Synchrony has said that it should be able to fully replace its lost Walmart revenue when the agreement expires in mid-2019, and with its current growth rate, I have no reason to doubt that. Synchrony appears to think its stock is very cheap right now, as the company bought back nearly 4% of its outstanding shares in the third quarter alone. I agree.

A long-tailed real estate opportunity

If you aren't familiar, Seritage Growth Properties is a real estate investment trust, or REIT, that was created in 2015 from a portfolio of Sears' (SHLDQ) real estate assets. Well, Sears is still the company's primary tenant by far, and Sears recently declared its long-anticipated bankruptcy, sending Seritage shares plunging.
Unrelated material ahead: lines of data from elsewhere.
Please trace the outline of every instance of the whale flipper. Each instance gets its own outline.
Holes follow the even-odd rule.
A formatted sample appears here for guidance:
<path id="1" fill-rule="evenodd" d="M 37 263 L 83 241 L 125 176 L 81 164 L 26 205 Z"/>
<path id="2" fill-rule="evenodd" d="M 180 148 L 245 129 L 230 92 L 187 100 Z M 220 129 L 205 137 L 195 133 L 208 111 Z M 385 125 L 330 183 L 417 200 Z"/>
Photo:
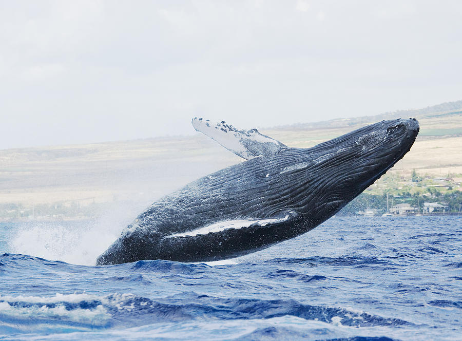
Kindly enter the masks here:
<path id="1" fill-rule="evenodd" d="M 275 156 L 281 150 L 288 148 L 279 141 L 260 134 L 256 129 L 239 130 L 224 121 L 214 123 L 195 117 L 192 123 L 196 130 L 246 160 L 258 156 Z"/>

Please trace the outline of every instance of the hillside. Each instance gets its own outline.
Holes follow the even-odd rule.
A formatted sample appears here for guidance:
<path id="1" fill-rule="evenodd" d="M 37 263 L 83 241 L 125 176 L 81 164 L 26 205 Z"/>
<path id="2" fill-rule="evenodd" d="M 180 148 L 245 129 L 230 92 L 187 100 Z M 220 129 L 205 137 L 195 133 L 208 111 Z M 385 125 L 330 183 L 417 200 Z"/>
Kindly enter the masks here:
<path id="1" fill-rule="evenodd" d="M 462 176 L 462 101 L 260 130 L 287 145 L 307 147 L 369 123 L 399 117 L 416 118 L 420 132 L 411 150 L 387 174 L 409 177 L 415 169 L 421 176 Z M 113 210 L 134 216 L 162 195 L 241 161 L 199 133 L 2 150 L 0 221 L 83 219 Z M 381 181 L 385 183 L 380 179 L 376 188 Z"/>

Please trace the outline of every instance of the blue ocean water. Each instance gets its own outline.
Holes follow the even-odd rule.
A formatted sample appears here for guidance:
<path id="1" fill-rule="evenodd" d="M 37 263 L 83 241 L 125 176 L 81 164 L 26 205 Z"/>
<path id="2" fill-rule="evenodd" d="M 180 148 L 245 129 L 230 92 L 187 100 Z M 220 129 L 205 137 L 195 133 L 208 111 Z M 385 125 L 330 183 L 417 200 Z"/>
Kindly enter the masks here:
<path id="1" fill-rule="evenodd" d="M 0 224 L 0 339 L 462 339 L 462 217 L 334 217 L 227 263 L 91 266 L 97 228 Z"/>

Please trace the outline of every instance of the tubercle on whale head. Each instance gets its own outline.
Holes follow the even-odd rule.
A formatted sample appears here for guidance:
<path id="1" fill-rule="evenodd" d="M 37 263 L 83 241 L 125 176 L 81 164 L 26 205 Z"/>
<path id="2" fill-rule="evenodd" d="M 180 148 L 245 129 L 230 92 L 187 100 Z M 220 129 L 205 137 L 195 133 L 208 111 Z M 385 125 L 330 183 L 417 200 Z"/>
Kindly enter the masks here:
<path id="1" fill-rule="evenodd" d="M 283 169 L 311 190 L 294 207 L 316 219 L 335 214 L 400 160 L 418 131 L 415 119 L 382 121 L 304 149 L 303 160 Z"/>

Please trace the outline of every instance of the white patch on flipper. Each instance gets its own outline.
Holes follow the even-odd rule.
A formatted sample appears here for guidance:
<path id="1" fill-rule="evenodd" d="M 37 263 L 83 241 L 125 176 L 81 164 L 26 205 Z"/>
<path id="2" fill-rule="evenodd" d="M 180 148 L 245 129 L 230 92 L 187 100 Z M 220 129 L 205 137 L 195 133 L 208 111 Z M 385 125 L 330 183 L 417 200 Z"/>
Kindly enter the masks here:
<path id="1" fill-rule="evenodd" d="M 212 123 L 197 117 L 192 119 L 192 124 L 197 131 L 246 160 L 276 155 L 281 149 L 287 148 L 279 141 L 260 134 L 256 129 L 239 130 L 224 121 Z"/>
<path id="2" fill-rule="evenodd" d="M 232 230 L 239 230 L 240 229 L 246 229 L 247 228 L 263 228 L 268 224 L 283 222 L 288 220 L 291 218 L 289 214 L 287 214 L 283 217 L 274 218 L 263 219 L 246 220 L 240 219 L 236 220 L 227 220 L 216 222 L 215 224 L 209 225 L 203 228 L 201 228 L 192 231 L 187 231 L 182 233 L 168 236 L 166 238 L 183 238 L 184 237 L 194 237 L 202 235 L 217 233 L 225 231 Z"/>

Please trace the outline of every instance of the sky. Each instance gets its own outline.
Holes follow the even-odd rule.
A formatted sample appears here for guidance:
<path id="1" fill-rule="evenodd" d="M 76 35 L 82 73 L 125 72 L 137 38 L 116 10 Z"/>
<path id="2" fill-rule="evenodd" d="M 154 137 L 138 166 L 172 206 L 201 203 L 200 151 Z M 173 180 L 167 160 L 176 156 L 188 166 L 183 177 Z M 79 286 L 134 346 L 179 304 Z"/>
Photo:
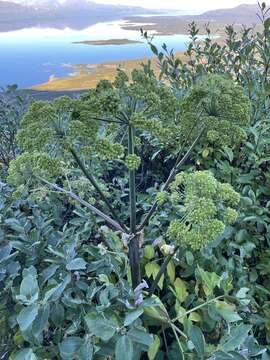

The general idea behind Seritage's business model is to gradually redevelop its Sears-occupied properties into modern, mixed-use real estate.

So far, the plan is working. Although Sears and Kmart occupy about 70% of the REIT's square footage, the tenants in already-redeveloped properties pay significantly higher rent. In fact, the percentage of the company's revenue that comes from non-Sears tenants has grown from about 20% at the time of the 2015 spinoff to almost 70% now. And the company is just starting to lease up some of its major assets right now, as my colleague Adam Levine-Weinberg recently pointed out.

If you're worried about Seritage's ability to sustain itself through the transitional period, consider that Warren Buffett-led Berkshire Hathaway (BRK.A -0.30%) (BRK.B -0.26%) recently entered into an agreement to loan Seritage as much as $2 billion. Berkshire generally doesn't loan its money unless management is virtually certain that it will be paid back, so this is a massive vote of confidence. (Note: Both Goldman Sachs and Synchrony are components of Berkshire's stock portfolio, so Buffett and his team appear confident in all three businesses discussed here.)

Approach these as long-term investments

To be perfectly clear, I don't think these three stocks will necessarily soar in the near term. In fact, if the market volatility continues to pressure stocks, they could certainly fall further.

However, these are three excellent businesses with attractive growth potential that should do extremely well over the long run. In a nutshell, don't buy them because of what they'll do for the rest of 2018 or even over the next year or so. If you decide to add one of these to your portfolio, do it because of what the stock could do over the next 5, 10, or 20 years.